According to the latest estimates from the Centers for Disease Control and Prevention (CDC), more than 100 million American adults have prediabetes or type 2 diabetes. However, the number of people who know they have the diseases — which can lead to life-threatening complications, like blindness and heart disease — is far lower . Many same symptoms of diabetes occur in both men and women, but some features are unique to women.
Pregnancy and Diabetes
If a woman with type 2 diabetes decides to get pregnant, she should take special care when treating the condition. Although it is possible to have a healthy pregnancy and give birth to a healthy baby when you have diabetes, uncontrolled diabetes can increase the risk of miscarriage, premature birth, birth defects and other complications.

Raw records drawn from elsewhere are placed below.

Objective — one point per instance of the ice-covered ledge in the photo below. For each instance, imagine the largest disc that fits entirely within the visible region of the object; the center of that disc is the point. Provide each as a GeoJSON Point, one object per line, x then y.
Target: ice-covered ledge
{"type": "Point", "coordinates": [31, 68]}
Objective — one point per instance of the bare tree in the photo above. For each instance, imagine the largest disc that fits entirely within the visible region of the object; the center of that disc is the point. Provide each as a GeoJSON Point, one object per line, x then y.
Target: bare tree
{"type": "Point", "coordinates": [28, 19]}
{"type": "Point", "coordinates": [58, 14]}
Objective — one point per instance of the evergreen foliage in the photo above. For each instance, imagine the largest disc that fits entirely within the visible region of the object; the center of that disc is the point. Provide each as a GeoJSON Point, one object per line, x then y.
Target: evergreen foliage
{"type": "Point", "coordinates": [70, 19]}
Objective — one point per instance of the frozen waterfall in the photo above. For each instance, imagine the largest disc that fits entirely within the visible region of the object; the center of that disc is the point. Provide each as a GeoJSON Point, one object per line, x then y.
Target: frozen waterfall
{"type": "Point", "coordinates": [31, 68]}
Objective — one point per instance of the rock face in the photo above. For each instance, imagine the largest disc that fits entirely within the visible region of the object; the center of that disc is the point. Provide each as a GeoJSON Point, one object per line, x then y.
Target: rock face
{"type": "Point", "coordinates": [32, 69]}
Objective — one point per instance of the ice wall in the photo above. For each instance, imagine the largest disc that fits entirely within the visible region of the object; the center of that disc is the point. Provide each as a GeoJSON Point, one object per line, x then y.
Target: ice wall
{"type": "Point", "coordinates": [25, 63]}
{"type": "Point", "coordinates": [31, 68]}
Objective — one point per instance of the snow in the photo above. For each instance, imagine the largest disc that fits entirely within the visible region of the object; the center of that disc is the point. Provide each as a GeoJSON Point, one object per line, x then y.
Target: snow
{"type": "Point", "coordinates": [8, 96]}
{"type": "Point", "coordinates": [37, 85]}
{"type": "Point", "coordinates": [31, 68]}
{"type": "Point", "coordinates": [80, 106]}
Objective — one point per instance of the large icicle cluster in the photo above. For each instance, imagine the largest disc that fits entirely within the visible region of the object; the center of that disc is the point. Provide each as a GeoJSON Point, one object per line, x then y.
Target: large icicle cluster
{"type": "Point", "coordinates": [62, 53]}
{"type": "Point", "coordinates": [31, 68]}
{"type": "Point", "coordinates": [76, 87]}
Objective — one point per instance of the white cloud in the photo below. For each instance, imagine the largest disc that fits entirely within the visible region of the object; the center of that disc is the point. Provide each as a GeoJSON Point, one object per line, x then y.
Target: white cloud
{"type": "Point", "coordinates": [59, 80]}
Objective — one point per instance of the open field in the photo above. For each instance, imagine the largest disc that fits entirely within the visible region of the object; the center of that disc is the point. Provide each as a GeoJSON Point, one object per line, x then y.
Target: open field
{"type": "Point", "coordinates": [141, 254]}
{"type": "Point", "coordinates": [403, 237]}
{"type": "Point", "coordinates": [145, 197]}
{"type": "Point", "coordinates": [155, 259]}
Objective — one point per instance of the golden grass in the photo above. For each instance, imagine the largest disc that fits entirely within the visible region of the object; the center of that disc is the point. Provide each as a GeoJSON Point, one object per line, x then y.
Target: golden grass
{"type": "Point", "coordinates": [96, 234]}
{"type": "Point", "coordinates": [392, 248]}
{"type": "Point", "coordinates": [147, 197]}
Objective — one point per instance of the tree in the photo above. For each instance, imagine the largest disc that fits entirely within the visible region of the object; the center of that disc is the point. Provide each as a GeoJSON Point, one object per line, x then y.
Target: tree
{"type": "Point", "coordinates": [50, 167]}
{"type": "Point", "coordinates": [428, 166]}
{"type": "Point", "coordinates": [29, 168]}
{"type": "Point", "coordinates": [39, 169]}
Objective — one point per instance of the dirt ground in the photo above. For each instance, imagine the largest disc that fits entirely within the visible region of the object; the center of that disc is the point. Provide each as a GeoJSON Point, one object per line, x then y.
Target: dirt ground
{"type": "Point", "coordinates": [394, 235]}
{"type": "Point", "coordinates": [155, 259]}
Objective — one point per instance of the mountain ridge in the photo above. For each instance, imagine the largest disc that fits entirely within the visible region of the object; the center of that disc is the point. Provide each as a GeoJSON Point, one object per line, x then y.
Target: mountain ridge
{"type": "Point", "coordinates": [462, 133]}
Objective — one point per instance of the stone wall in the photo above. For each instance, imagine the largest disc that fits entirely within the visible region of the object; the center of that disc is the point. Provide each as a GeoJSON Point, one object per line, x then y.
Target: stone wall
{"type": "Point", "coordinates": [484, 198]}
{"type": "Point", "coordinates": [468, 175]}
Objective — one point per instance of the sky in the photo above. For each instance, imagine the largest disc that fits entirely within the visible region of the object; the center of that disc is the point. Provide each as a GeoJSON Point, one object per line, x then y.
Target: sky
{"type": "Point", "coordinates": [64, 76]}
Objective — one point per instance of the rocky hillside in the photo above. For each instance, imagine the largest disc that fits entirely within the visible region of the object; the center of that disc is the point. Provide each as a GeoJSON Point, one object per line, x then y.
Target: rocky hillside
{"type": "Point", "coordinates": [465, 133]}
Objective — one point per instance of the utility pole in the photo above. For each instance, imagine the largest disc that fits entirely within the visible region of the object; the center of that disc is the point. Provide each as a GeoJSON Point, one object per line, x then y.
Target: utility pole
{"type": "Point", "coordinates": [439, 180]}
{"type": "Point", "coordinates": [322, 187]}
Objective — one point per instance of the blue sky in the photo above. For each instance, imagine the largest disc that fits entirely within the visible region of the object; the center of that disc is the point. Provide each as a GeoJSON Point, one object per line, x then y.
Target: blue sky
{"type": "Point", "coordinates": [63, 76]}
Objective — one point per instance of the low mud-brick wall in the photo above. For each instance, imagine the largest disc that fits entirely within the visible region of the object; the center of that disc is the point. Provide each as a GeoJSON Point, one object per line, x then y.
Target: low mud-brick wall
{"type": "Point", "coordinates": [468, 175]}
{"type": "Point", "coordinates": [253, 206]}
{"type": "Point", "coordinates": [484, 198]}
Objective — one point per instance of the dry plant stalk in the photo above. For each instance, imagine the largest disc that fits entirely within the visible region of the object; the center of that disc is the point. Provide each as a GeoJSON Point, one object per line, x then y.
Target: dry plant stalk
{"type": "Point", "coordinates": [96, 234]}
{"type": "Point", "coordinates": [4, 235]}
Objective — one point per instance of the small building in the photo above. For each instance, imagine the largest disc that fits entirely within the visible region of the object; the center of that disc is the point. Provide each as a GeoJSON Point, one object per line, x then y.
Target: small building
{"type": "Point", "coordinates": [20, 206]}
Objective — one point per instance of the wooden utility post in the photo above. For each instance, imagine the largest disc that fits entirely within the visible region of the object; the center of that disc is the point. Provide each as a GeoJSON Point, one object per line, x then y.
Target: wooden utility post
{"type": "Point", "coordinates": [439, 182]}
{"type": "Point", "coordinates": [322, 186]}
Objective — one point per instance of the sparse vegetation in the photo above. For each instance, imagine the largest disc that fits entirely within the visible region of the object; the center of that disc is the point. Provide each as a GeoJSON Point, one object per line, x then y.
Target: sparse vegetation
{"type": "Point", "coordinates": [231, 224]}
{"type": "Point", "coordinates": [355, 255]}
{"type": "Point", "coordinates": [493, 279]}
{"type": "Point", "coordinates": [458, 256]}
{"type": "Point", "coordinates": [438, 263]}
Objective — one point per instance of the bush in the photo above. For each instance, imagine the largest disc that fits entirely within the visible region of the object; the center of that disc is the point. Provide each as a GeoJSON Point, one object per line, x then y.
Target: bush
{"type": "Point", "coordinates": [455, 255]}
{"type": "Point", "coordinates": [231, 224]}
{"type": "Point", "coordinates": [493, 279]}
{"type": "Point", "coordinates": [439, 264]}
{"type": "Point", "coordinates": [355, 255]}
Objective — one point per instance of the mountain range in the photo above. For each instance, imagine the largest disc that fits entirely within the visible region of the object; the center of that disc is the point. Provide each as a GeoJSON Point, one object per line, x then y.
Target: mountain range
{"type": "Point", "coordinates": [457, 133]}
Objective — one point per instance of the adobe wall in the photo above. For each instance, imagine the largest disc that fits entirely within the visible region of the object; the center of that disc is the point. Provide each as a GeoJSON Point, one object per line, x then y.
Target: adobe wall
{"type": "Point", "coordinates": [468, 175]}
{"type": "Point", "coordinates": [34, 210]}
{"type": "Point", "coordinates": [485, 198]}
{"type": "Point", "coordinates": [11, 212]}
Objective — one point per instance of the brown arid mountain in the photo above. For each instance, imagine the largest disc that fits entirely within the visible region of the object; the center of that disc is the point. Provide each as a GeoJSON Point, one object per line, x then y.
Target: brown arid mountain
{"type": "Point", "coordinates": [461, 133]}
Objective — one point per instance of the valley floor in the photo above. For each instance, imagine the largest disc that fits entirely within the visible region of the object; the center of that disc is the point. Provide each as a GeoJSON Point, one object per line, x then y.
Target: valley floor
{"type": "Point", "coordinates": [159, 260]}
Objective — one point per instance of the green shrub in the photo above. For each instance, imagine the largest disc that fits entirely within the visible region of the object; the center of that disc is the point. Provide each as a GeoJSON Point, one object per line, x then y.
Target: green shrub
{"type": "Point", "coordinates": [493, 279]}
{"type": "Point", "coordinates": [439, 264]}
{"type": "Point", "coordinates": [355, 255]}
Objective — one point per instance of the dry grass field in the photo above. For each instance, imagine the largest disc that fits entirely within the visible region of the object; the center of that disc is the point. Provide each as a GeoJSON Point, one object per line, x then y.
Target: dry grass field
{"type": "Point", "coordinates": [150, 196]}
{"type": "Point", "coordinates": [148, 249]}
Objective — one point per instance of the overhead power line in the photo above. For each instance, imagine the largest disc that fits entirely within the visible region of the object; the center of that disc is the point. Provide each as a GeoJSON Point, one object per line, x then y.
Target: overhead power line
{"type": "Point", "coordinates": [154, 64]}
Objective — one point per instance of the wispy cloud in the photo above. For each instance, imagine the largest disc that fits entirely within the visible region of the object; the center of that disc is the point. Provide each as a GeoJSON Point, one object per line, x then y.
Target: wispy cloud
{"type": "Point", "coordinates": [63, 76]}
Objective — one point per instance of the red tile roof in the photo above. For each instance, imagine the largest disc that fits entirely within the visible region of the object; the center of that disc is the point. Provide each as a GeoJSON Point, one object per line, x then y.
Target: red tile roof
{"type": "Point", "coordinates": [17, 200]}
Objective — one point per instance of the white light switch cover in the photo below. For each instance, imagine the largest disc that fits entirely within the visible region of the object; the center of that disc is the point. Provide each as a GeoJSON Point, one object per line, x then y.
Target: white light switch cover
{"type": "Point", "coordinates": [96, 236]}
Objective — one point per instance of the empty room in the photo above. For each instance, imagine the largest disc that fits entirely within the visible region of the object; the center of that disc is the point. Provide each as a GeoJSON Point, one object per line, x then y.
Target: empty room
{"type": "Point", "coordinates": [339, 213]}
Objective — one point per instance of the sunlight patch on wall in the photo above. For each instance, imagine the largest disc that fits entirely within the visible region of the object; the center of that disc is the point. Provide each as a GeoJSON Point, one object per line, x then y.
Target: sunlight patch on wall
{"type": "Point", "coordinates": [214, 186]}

Your first step to a healthy pregnancy is to plan this in advance and make sure your blood sugar level is stable while trying. This is because high blood sugar levels are transmitted to the fetus through the placenta and may increase the risk of birth defects, especially during the first trimester when the fetal organs are developing. High blood sugar can also pose risks to the mother, such as kidney and eye problems with diabetes and a difficult delivery.
Oral and vaginal thrush
Some symptoms of diabetes are unique to
Diabetic women are prone to a yeast infection, sores of the mouth and vagina. High blood sugar levels create an ideal breeding ground for the Candida fungus that causes such conditions.
• vaginal discharge
• itchy sensations
• dyspareunia or painful sex
• White coating on the tongue if the fungus infects the mouth.
People with diabetes often develop different types of infections than people without diabetes, and are more likely to have more severe symptoms and complications. High blood sugar levels in the body affect the ability of the immune system to respond to pathogens such as bacteria, viruses and fungi.
Urinary tract infections (UTIs)
Women with diabetes have an increased risk of urinary tract infection (UTI). In a 2015 study, 12.9% of the women studied developed UTI in the first year after being diagnosed with type 2 diabetes. Only 3.9% experience men.
Symptoms of a UTI include:
- painful, burning urination
- cloudy urine
- blood in the urine
Women with diabetes has Urinary infections should seek treatment as soon as possible to prevent further complications such as kidney infections.
Coronary heart disease
The leading cause of death in diabetic women is heart disease. The ADA states that diabetic women are twice as likely to have a heart attack and four times more likely to have heart failure than women without diabetes. A study published in the Journal of Nutrition, Metabolism and Cardiovascular Disease in 2011 found that women with type 2 diabetes also had a higher risk than men with diabetes. The researchers, who studied 1,297 men and 1,168 women in 10 diabetes clinics, found that women smoke less, have higher levels of LDL and non-HDL cholesterol, and have higher systolic blood pressure. The researchers do not know what led to gender inequality, but noted more obesity and poor diabetes management among women.
To keep the heart healthy in type 2 diabetes, the ADA recommends exercising regularly, following a low-fat diet, controlling blood pressure. If you want to reverse the type 2 diabetes, you can check Diabetes Freedom Program which is one of the effective guides for reversing type 2 diabetes.
According to the National Institute of Diabetes and NIDDK, almost 42% of women with type 2 diabetes report sexual dysfunction. This includes decreased libido, pain and discomfort during sex, vaginal dryness and reduced sensation. Women with nerve damage from diabetes can interfere with the body’s response to sexual stimulation. Changes in blood sugar can cause fatigue and irritation, and can reduce sexual desire.